One thing I like to do before I comment on a piece of writing is read the piece of writing. I do not understand the glut of postings this weekend that begin a criticism of Joseph Bottum’s piece in Commonweal titled The Things We Share: A Catholic’s Case for Same-sex Marriage, with the caveat, “I didn’t bother to read the whole thing,” or “I just skimmed it.”
So much has been made of its length, in fact, that people are falling asleep in the first paragraph, poking their eyes out in boredom, driving off cliffs, and performing many other acts of self-harm in the face of a 6000-9000 word essay–if the facebook statuses are to be believed.

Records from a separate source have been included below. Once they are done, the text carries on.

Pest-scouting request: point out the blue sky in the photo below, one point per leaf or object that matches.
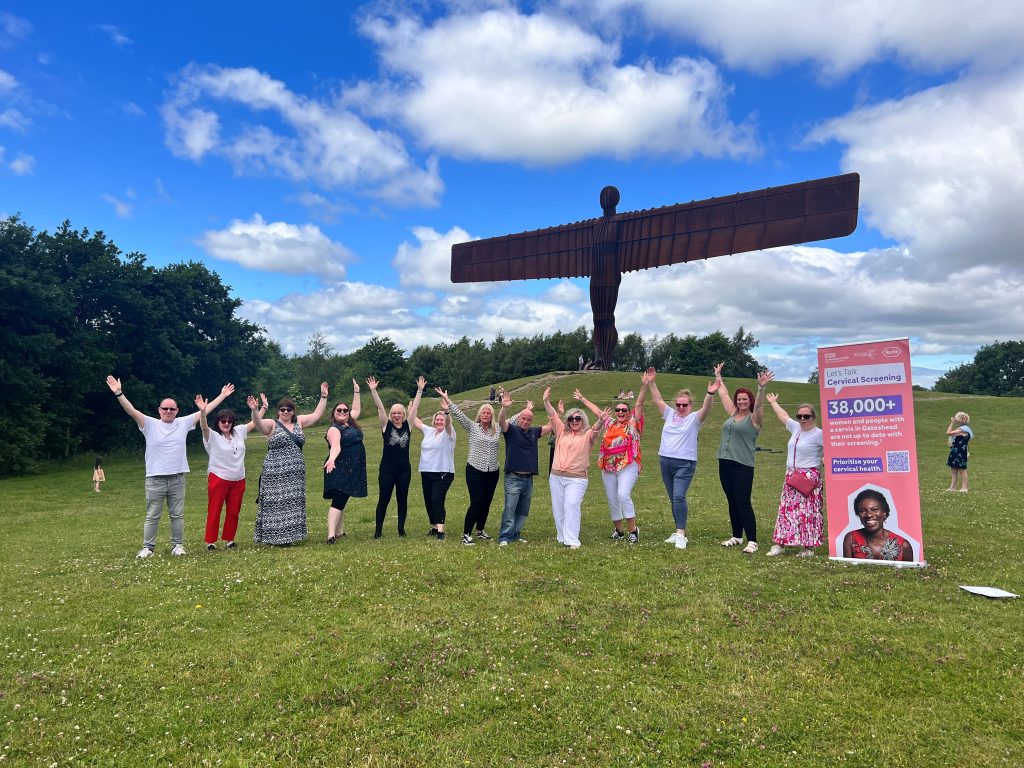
(324, 157)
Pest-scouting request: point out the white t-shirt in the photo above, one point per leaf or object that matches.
(436, 451)
(227, 458)
(679, 436)
(165, 444)
(809, 446)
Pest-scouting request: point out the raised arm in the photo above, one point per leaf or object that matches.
(758, 417)
(414, 408)
(381, 416)
(262, 410)
(709, 400)
(780, 412)
(203, 423)
(115, 385)
(307, 420)
(587, 403)
(655, 395)
(506, 404)
(356, 409)
(224, 391)
(723, 391)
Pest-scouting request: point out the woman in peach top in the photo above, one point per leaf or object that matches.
(573, 440)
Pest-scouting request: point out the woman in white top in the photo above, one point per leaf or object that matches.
(226, 472)
(800, 520)
(678, 453)
(436, 466)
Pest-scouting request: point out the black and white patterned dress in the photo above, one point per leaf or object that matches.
(281, 514)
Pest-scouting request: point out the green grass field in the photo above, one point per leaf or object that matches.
(412, 652)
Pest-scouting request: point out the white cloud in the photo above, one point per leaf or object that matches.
(23, 165)
(320, 207)
(279, 247)
(503, 85)
(943, 171)
(839, 37)
(428, 263)
(12, 29)
(116, 35)
(325, 143)
(122, 209)
(14, 120)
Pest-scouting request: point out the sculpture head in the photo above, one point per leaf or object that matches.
(609, 199)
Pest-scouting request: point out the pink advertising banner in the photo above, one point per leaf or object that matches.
(870, 454)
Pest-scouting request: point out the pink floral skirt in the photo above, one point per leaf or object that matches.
(800, 520)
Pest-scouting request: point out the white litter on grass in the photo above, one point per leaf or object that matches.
(988, 591)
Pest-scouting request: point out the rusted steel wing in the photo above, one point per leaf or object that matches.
(804, 212)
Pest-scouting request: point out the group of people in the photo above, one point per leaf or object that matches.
(616, 432)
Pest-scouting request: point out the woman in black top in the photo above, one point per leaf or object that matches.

Other common criticisms are that he got paid handsomely for writing it, that the New York Times picked it up, and that it was published in a left-leaning magazine.
We get the writing we deserve. If Catholic readers make known that they only have an attention span for the 140 character idea, then that is exactly what we’ll get.
I think, though, that we can make room for a writer to try, and possibly fail at a difficult literary genre, the evocative personal essay. I think we can allow a writer to make a living at his craft. We can permit a Catholic writer to dialogue on difficult issues with other-minded publications.
To my mind, Bottum did not fail. His writing received noteworthy attention from established media outlets, he was suitably compensated, and he made thousands of people angry on both sides of an issue without caving on the essential teachings of the Church.
That’s about the best a writer can hope for.